"A clash of doctrines is not a disaster, it is an opportunity." A. N. Whitehead
   
    
RANDOM QUESTIONS ON THE THIRD CULTURE
   
 
  1. It is often said that without Mozart we would not have had "The Marriage of Figaro", that without Picasso we would not have had "Guernica", but that geometry would have been discovered without Euclid and relativity would have been discovered without Einstein. Even for the same author, say Mozart, the production of the composer and violinist is considered to have a different status than his (not less famous) treatise on violin playing, Versuch einer grundlichen Violinschule, 1756. Is there anything special about the art production which makes it no repeatable? Has the language of art a different complexity than the science language?
  2. How come that more and more scientists enjoy the arts, but still very few artists are familiar with the basics of science? (Recall Snow's story (in his famous The Two Cultures: and A Second Look, Cambridge University Press, 1965, p.3) ending with Cambridge President remark: "Oh, those are mathematicians! We never talk to them.")
  3. What is the position of religion in this picture?
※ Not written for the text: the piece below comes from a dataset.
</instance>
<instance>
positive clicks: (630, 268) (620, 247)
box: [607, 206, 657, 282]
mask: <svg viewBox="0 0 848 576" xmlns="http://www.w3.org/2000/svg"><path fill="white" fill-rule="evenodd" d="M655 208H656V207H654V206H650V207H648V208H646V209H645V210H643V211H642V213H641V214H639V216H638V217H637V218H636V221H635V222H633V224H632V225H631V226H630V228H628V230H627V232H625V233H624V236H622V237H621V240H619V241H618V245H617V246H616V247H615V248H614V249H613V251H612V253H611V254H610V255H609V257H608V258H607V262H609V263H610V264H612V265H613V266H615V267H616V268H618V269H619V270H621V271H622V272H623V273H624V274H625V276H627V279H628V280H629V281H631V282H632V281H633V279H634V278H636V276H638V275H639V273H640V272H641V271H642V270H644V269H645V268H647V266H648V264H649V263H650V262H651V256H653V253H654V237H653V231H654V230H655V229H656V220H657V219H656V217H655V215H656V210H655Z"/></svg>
  4. Is any real change in the current meaning of the word "intellectual" from, say 1930s (when G. H. Hardy, one of the greatest mathematicians in Britain observed that "There seems to be a new definition which certainly doesn't include Rutherford or Eddington or Dirac ...")?
  5. What about the word "culture", a concept first explicitly defined in 1871 by the British anthropologist Edward B. Tylor to refer to "that complex whole which includes knowledge, belief, art, morals, law, custom and any other capabilities and habits acquired by man as a member of society"?
  6. In another sense, the concept of culture describes a highly cultivated person who is versed in music, literature, philosophy, and other intellectual pursuits associated with civilized life. Is "science" an "intellectual pursuit"?
  7. Is mathematics a science? Is computer science a science?
  8. Are sciences too simplistic by comparison with arts? (Recall B. Russell saying that "every man has a mother but mankind does not have a mother".)
  9. What is the difference between a "theorem" and a "poem"?
  10. Could the computer be the "magic" key to bring the two cultures together?